Sur le terrain, les associations et leur
collectif, le CausE (Collectif d'associations pour l'urgence
sociale) sont à l'oeuvre. En avril 2019, elles dressaient 200
tentes sur la Plaine de Plainpalais pour les sans abris. Une
action spectaculaire (au bon sens du terme) rendant visible ce
qu'on voudrait ne pas voir : que dans une des villes les plus
riches du monde, dans un canton où le salaire minimum légal
atteint presque le quadruple du pays d'à côté, à dix kilomètres
de là, où le salaire moyen tourne autour de 7000 francs ou
euros, où la nuit est illuminée des enseignes des banques, des
hôtels de prestige, des montres de luxe, des centaines de
personnes n'ont pour dormir que la rue, les rives du Rhône ou de
l'Arve, les porches des immeubles, le parvis des églises, les
parc, le trottoir de feu le Landolt ou les hébergements
d'urgence offerts par la municipalité. L'ouverture d'un
dispositif de nuit qui permettait d'accueillir 130 personnes par
jour pendant un an a été interrompue par la pandémie covidienne,
mais l dernière, l'Armée du Salut ouvrait à Sécheron Le Passage,
qui offre 62 lits, et à qui la Ville accorde une subvention de
fonctionnement de 855'000 francs. Aux Pâquis, l'association SGS
Solidarité Pâquis a deux projets : celui d'un centre d'accueil
de jour (avec douches et vestiaire) proposant repas, suivi
social et administratif, et un projet de "tournées
pluridisciplinaires" dans la rue avec des professionnels du
travail social et de la santé. La Ville de Genève, l'ASLOCA, la
Caravane de la solidarité et le Collectif de soutien aux
sans-papiers ont impulsé la création de l'Association pour le
sauvegarde du logement des personnes précaires, parce qu'avoir
un logement et pouvoir le garder est la condition de la sortie
de la précarité, et de la rupture de son cercle vicieux : sans
logement, pas de domicile; sans domicile, pas de travail; sans
travail, pas de revenu; sans revenu, pas de logement.

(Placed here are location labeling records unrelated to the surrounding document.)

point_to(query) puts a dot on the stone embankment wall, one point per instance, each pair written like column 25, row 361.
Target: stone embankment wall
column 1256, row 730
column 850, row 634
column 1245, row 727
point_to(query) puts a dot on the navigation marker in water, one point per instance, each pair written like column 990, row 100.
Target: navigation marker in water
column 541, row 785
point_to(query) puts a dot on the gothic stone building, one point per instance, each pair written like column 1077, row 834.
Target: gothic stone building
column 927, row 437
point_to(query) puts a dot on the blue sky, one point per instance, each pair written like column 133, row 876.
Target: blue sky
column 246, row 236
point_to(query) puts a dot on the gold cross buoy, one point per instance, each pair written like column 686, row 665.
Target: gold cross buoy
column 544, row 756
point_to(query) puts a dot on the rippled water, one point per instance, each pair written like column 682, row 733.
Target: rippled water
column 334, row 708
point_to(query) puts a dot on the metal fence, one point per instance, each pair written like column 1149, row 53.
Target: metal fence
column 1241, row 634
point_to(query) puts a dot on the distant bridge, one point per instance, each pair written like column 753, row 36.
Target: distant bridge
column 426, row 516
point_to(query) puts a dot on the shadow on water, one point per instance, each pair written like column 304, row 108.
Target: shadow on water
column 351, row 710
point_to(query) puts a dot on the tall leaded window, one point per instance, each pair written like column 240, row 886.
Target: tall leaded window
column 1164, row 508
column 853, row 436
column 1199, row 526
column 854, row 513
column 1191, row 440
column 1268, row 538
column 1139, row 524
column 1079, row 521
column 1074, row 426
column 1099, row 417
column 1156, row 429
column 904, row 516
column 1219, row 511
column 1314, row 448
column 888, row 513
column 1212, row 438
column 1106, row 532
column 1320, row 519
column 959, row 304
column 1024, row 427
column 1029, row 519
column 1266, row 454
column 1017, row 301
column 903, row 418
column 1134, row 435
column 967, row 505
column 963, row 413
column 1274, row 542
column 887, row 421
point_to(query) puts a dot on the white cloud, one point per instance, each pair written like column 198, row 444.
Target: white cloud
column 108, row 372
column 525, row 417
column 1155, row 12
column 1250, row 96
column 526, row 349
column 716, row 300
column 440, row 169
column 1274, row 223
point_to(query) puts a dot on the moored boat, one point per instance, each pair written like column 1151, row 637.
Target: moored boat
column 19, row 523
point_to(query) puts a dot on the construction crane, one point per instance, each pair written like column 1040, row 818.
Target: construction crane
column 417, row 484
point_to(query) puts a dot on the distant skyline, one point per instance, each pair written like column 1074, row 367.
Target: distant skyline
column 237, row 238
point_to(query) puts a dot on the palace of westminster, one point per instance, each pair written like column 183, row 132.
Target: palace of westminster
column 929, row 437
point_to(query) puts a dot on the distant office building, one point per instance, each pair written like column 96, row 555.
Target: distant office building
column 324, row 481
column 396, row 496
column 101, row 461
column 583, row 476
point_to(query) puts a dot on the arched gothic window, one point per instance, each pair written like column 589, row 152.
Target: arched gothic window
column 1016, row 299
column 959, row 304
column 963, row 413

"Le temps politique n'est que rarement celui du quotidien et des inquiétudes du terrain ", constate le CausE*, qui craint toujours que "l'hypothèse -malheureusement éprouvée- de réductions de places et de fermetures de dispositifs ne peut pas être écartée. Et avec elle, le spectre redouté du cycle destructeur de l'errance". Car la précarité tue : brutalement, par l'insécurité physique dans laquelle on se trouve dans des espaces non protégés des violences, ou à plus petit feu, par les maladies qu'elle favorise, dont on est frappé plus tôt, qui ne sont pas diagnostiquées à temps pour être soignées, qui ne sont pas ou sont mal soignées, et enfin par un vieillissement prématuré. La grande précarité, dont l'absence d'abri est l'une des conséquences, fait perdre de dix à vingt ans de vie à celles et ceux qui en sont victimes. On vit plus mal, on survit plus malade, on meurt plus tôt. Les sans-abris sont le maillon faible du lien social, celui dont la faiblesse se répercute sur tout le lien, toute la chaîne des liens. Ce maillon faible, c'est celui qu'il faut renforcer pour que tienne la chaîne, et l'action en sa faveur est la mesure de toute l'action sociale : : "Avoir un toit est nécessaire pour s'ancrer dans le présent et se projeter dans l'avenir", résume Christina Kitsos : ce droit "est la condition préalable à tout travail social".
Assurer l'hébergement des sans-abris, un logement aux sans-domicile, c'est leur assurer non seulement le droit au logement, mais aussi le droit aux soins, à l'aide sociale, à l'information, la formation, le travail et le repos. C'est reconnaître et garantir le plus fondamental, le premier de tous les droits : le droit d'avoir des droits.